England's Ashes success must have felt like a long time ago for Andrew Strauss as he watched his bowling attack toil for a long period before getting some eventual reward against Sri Lanka yesterday.
The Sri Lankans will resume on 133 for two today after choosing to bat on a rain delayed first day of the opening Test in the three match series in Cardiff.
It was a frustrating day for England's bowlers who had to wait until 3.30pm local time to finally get out on the pitch after rain showers constantly thwarted the ground staff's efforts to get proceedings started.
Then when they did get out there they found themselves frustrated by Tillakaratne Dilshan, the Sri Lanka captain, and Tharanga Paranavitana.
Stuart Broad, who came into the match on 99 Test wickets, conceded 11 runs off his first over, although he did manage to beat the outside edge of Dilshan's bat twice. That start was in contrast to James Anderson's first two overs, which cost one run.

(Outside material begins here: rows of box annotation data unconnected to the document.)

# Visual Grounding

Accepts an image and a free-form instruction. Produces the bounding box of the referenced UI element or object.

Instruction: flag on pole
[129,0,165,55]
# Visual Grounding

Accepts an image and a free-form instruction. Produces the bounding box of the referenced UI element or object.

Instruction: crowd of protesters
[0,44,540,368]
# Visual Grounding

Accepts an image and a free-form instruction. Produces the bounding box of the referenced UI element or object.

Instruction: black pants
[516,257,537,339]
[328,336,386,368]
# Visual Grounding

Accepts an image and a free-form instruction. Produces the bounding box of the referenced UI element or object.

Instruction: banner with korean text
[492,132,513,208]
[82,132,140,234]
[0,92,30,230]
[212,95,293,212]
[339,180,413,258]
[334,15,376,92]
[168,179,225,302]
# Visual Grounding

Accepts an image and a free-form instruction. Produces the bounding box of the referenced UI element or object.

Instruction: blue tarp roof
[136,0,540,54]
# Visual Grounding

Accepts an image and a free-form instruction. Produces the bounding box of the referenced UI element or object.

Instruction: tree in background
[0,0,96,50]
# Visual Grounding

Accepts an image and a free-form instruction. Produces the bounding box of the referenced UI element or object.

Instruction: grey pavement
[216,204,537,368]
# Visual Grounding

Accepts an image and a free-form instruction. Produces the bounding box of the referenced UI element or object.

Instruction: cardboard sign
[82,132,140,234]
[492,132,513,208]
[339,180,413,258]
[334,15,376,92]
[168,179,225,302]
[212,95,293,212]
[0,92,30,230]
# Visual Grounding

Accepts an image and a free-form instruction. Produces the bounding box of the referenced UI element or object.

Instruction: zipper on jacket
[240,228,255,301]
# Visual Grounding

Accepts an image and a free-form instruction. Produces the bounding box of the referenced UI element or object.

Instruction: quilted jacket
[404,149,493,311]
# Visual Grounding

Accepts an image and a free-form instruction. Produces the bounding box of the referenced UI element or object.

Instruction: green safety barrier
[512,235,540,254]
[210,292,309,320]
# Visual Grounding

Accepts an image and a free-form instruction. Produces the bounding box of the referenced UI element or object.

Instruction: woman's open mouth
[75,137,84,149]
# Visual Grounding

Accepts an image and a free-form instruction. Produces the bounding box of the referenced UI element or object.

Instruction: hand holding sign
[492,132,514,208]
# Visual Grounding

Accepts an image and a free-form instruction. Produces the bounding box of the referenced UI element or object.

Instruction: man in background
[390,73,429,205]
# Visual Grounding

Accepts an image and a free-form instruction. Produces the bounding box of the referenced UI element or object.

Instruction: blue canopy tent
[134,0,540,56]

Although Broad came back well in his second over, conceding only one run, both openers had straight driven him for boundaries by the sixth over.
Dilshan passed 4,000 Test runs when he pushed an Anderson delivery to the vacant mid-wicket area for two, but required treatment at the end of the over after the last ball struck him around the groin area.
After tea the pair continued to move the score along well, with England having to rely on the guile of Graeme Swann's spin to get the breakthrough.
Dilshan chopped a ball from Swann onto his stumps on 50 to end the partnership with the score on 93.
Controversy came shortly afterwards as Kumar Sangakkara was dismissed for 11, after England successfully referred a caught behind appeal off Anderson's bowling.
Umpire Aleem Dar had rejected the appeal, but despite there being no visible movement off the bat on the replay, Sangakarra was sent on his way by Television Umpire Rod Tucker.
Sri Lanka though regrouped and Paranavitana hit a string of late boundaries to ensure he will resume on 58 not out, with Mahela Jayawardene at the other end on four.